Di vueltas por el pueblo buscando un piano para mí. El único que encontré fue el del burdel, uno aún mas cascado que el anterior. A este no le increpaba. La depresión y el odio pudieron conmigo. Recuerdo ahora con claridad que una noche, acurrucado bajo mis sabanas mientras oía a lo lejos como la fiesta danzaba alrededor de los dedos de Bane, le maldije a él y a su musa, juré que si el demonio me diera la oportunidad de ser el mayor genio al piano del mundo yo le entregaría mi alma de buen grado. Ahora mismo me cuesta creerlo. El diablo no es alguien que te tiende una pluma y te señala donde hay que firmar. Al diablo le invitas y entra.
Al día siguiente yo no era el mismo. Podía repiquetear con una cuchara en mi cuenco de sopa y el sonido parecía una campanilla de cristal. Todo a mi paso era un canto de angeles. Mis silbidos, mis golpes, hasta el sonar de mi nariz. Y ya no digamos el piano… aquella carraca se había convertido en el mayor órgano celestial que había conocido el hombre. No tenia que esforzarme porque la música salía por sí sola. Me llovieron ofertas, me siguieron las amantes… durante un tiempo todo fue felicidad. No quise marcharme de Fort William porque quería ,con una ira infantil, darles a los ciudadanos del pueblo con mi arte en las narices. Solo había una cosa que me irritaba más que nada en el mundo, y es que Jonathan Bane no dejaba de admirarme y sonreír. No admitía mi don como una bandera de vencedor contra vencido. Era inocente y asquerosamente humilde.
Un día un hombre me pego un tiro.
Era el marido despechado de alguna conocida.
Yo ni siquiera lo vi venir. Me limite a perder el conocimiento y los lugareños hicieron el resto enterrándome en el cementerio local. Yo ni siquiera tengo recuerdos de todo eso. Me desperté un buen día siendo un piano perfecto, con el sistema intacto, unas buenas cuerdas y unos firmes pedales. Pero sin una triste tecla. Ni siquiera podría tocarme a mí mismo. Desde arriba, muy arriba, abandonado en la cima del Ben Nevis, todas las noches me llega como un murmullo el sonido de la fiesta en el local donde toca Jonathan Bane.
El infierno perfecto.




Un gran misterio envuelve al monte Ben Nevis, el pico más alto de Gran Bretaña, después de que un piano fuera descubierto en su cima ubicada a 1346 metros del nivel del mar.

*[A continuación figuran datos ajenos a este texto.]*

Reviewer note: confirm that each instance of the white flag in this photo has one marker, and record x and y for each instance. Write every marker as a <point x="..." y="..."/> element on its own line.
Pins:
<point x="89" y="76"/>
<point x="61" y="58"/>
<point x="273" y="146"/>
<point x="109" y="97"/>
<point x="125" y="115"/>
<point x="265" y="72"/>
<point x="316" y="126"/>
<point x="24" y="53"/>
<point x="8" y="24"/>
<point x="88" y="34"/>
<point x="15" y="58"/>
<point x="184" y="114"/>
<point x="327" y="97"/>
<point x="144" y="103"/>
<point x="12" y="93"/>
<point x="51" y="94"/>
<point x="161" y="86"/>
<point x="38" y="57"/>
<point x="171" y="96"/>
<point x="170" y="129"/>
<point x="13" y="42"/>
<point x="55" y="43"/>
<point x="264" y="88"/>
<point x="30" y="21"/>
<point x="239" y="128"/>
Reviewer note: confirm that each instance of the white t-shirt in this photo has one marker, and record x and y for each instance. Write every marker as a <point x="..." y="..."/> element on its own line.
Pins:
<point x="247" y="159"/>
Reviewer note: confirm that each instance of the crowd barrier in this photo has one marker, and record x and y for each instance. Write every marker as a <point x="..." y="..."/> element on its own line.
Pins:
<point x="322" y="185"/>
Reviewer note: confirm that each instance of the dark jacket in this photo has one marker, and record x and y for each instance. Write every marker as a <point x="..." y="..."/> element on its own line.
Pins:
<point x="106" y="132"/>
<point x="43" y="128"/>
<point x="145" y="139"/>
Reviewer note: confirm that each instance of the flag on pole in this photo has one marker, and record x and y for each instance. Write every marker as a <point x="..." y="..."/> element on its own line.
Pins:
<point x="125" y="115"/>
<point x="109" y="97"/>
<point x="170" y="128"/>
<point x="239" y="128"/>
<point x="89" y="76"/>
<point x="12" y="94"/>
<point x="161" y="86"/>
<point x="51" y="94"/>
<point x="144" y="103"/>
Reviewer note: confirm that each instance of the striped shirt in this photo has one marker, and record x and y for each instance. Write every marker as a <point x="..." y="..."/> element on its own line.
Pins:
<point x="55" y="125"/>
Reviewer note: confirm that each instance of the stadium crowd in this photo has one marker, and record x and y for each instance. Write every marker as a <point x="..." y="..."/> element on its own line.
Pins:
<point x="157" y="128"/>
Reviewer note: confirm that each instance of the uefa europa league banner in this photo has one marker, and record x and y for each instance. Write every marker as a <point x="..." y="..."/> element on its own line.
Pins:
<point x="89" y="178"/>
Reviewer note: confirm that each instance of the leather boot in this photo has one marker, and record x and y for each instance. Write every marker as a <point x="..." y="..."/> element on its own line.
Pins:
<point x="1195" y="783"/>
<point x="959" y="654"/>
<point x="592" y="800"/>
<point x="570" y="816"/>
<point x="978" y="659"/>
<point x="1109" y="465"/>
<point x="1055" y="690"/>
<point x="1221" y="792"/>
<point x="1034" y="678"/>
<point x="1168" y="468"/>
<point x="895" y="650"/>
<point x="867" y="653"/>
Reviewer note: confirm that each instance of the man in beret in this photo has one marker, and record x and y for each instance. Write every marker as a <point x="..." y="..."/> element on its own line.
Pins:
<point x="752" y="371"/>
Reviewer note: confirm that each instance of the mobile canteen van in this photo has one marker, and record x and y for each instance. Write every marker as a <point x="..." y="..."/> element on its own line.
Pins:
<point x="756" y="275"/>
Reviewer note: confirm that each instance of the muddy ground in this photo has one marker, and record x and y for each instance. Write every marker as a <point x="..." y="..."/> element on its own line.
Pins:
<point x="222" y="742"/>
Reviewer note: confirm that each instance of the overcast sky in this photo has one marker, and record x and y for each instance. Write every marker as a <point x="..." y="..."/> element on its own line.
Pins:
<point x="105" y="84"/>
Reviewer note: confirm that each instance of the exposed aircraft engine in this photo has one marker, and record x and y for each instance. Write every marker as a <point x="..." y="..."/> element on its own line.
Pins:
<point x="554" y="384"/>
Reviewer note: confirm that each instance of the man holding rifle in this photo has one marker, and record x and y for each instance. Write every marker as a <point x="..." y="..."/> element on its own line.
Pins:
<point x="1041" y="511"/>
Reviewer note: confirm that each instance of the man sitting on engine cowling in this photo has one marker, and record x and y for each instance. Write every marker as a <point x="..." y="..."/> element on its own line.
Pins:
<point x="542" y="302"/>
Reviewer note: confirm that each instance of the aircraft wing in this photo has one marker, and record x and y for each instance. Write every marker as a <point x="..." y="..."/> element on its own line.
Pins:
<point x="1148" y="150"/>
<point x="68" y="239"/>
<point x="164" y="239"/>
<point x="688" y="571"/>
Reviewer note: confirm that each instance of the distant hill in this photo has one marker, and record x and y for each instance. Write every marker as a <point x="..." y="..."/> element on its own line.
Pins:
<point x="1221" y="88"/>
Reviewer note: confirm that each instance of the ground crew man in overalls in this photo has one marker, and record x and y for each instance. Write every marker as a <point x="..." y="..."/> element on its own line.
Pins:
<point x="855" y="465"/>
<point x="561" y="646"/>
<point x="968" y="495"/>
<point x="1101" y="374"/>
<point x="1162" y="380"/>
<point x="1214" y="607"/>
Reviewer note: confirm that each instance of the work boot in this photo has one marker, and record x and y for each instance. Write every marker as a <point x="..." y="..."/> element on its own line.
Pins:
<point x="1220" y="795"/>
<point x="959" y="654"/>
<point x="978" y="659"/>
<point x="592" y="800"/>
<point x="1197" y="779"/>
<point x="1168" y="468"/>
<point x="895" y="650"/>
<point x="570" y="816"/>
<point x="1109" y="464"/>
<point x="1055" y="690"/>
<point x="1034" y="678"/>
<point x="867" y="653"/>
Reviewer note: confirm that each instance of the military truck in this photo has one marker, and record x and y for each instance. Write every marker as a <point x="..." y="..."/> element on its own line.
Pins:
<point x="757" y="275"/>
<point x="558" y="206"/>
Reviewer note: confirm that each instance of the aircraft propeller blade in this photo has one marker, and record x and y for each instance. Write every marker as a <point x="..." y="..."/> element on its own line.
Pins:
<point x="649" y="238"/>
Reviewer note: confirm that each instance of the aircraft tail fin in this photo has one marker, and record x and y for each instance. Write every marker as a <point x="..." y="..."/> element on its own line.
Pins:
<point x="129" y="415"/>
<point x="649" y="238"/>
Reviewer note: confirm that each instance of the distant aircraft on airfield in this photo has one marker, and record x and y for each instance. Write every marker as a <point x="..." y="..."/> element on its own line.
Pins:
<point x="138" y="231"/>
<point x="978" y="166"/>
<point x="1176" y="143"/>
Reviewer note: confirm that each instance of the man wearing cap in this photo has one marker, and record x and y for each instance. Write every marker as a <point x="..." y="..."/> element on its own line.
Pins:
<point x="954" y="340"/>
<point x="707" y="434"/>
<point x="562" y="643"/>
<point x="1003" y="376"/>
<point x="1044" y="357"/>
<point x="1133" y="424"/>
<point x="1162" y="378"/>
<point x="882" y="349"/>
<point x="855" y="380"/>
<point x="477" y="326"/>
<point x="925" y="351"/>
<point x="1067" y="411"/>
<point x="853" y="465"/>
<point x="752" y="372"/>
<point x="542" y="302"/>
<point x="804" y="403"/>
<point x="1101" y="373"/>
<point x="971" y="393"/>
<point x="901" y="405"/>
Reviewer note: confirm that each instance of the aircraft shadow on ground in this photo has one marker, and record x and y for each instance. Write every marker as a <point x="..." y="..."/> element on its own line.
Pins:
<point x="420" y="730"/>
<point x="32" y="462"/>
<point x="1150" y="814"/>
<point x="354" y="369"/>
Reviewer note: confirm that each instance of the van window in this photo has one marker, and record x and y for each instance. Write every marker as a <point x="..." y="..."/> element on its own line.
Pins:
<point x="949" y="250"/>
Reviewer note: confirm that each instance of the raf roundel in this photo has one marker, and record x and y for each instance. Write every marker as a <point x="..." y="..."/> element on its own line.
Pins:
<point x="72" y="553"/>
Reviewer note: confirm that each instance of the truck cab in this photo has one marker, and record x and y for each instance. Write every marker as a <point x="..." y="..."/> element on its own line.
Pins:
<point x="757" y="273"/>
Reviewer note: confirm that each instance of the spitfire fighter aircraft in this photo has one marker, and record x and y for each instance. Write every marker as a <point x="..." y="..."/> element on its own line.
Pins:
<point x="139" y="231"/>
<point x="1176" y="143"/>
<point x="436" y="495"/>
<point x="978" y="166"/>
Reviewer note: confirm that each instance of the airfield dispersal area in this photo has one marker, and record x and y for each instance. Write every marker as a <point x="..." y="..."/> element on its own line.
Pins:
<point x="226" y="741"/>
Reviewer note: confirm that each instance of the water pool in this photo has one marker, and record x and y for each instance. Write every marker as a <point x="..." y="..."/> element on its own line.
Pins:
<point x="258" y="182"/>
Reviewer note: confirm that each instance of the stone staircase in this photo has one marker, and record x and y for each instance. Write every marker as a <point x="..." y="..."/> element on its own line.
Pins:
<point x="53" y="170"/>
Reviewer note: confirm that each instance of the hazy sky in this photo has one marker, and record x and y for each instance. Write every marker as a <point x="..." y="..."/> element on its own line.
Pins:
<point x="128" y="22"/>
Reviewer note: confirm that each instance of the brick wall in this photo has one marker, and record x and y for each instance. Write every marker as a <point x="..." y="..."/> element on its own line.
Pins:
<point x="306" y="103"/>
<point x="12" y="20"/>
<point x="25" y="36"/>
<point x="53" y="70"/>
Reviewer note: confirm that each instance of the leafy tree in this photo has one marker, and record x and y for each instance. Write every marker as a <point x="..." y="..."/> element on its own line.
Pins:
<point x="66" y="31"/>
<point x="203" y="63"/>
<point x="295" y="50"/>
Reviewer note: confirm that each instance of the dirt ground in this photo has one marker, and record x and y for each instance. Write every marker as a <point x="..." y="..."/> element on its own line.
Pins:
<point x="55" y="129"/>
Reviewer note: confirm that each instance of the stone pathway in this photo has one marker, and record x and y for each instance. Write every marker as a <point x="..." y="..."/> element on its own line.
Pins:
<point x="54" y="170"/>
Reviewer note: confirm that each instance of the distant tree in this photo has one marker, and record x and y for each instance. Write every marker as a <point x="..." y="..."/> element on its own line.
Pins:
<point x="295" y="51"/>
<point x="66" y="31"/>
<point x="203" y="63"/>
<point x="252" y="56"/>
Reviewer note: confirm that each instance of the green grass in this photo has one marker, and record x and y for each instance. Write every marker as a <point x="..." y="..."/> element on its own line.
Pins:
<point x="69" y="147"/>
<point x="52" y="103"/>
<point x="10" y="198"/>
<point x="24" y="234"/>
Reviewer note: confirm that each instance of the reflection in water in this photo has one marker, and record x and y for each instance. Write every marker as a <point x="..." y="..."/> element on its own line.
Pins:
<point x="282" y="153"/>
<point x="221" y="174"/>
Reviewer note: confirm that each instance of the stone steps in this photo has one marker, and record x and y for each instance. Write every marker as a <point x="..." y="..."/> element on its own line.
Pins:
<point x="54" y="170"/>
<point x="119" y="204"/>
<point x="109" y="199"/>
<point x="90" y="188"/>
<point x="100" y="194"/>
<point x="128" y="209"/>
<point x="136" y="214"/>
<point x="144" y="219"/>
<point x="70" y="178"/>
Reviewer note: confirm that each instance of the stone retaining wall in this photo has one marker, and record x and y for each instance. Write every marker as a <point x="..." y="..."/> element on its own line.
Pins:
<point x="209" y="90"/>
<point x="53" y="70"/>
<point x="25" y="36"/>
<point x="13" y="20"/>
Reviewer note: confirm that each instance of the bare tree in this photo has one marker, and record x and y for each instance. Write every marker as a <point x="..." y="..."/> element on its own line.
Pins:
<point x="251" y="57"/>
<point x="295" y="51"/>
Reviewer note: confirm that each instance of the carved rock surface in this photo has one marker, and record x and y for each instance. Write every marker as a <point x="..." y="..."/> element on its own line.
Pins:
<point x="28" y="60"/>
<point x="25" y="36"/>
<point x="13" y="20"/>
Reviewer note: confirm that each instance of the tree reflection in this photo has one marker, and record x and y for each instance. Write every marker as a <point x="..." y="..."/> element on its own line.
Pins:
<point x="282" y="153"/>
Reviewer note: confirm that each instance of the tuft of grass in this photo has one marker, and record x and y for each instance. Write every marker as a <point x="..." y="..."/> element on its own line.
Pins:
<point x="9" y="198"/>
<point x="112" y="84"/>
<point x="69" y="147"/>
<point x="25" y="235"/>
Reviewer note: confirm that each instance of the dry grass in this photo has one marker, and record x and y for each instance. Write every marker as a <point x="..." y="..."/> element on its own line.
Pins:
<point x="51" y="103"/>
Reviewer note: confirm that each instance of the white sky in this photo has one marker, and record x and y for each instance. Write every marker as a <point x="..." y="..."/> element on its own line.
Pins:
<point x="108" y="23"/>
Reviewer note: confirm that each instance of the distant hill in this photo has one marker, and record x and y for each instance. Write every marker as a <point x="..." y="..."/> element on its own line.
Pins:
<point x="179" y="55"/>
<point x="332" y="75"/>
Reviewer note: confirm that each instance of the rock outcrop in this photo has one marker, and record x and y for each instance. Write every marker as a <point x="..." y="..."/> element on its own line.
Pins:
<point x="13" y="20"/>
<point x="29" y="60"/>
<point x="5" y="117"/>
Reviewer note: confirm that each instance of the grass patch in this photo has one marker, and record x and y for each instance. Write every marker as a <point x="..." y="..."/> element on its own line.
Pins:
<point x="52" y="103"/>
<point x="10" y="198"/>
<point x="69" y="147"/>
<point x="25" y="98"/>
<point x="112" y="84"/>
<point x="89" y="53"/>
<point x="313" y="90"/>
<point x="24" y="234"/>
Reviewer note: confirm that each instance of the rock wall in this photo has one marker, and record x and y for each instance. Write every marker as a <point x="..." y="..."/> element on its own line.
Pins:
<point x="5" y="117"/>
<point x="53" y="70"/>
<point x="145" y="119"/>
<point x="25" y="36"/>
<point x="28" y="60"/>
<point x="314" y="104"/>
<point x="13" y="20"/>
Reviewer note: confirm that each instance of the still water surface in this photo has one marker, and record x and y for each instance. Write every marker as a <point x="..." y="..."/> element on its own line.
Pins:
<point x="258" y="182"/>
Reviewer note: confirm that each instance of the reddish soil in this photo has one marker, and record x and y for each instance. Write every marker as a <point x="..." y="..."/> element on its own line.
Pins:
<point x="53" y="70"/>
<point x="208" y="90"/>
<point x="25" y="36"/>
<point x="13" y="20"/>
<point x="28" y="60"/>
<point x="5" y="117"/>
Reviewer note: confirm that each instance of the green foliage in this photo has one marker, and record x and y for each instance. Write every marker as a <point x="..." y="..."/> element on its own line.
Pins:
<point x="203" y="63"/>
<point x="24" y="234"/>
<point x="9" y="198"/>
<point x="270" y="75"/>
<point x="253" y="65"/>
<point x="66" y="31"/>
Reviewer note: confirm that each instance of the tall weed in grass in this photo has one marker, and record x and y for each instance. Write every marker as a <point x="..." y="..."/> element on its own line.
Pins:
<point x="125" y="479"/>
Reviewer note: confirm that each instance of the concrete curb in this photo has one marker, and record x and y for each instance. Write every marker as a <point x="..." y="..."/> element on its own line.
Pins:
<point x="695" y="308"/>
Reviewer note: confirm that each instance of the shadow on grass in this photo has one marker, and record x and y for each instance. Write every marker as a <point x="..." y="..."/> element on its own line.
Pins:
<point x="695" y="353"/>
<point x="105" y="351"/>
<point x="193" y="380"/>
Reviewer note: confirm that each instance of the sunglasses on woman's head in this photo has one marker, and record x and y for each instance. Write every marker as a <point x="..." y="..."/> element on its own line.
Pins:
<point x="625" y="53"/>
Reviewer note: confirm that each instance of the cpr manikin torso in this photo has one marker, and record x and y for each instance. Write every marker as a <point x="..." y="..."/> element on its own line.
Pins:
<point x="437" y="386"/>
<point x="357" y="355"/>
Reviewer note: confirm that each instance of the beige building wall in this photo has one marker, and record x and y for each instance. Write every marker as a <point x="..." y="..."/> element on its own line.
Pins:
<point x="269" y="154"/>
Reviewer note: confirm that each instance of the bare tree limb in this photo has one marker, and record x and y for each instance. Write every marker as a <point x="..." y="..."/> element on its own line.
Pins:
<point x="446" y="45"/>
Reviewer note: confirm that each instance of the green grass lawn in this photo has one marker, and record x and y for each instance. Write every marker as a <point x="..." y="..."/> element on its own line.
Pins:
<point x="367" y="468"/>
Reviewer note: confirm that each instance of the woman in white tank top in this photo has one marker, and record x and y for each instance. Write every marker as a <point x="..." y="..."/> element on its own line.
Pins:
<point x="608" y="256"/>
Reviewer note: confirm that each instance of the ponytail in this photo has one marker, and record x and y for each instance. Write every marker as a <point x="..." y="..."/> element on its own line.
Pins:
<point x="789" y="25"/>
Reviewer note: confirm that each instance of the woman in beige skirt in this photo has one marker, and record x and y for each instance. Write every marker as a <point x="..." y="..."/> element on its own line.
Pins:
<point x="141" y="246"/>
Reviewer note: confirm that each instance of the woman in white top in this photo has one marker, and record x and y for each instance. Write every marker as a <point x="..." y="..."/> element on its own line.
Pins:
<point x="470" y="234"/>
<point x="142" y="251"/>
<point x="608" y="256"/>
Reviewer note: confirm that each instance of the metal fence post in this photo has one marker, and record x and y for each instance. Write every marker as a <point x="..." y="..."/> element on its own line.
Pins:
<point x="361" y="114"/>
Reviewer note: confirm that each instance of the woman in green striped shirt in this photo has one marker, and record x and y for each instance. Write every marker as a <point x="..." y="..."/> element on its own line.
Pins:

El piano fue rescatado el último fin de semana por 15 voluntarios de la entidad sin fines de lucro John Muir Trust, que restaura obras de arte. Nigel Hawkins, director del organismo, afirmó que "es un piano vertical, que tiene todas sus cuerdas intactas, pero que no tiene teclas".

Una solicitud pública fue lanzada con el fin de averiguar cómo el piano subió la montaña y, sobre todo, por qué. Una pista de su origen es el envoltorio de un paquete de galletitas encontrado en el instrumento, cuya fecha de vencimiento es diciembre de 1986.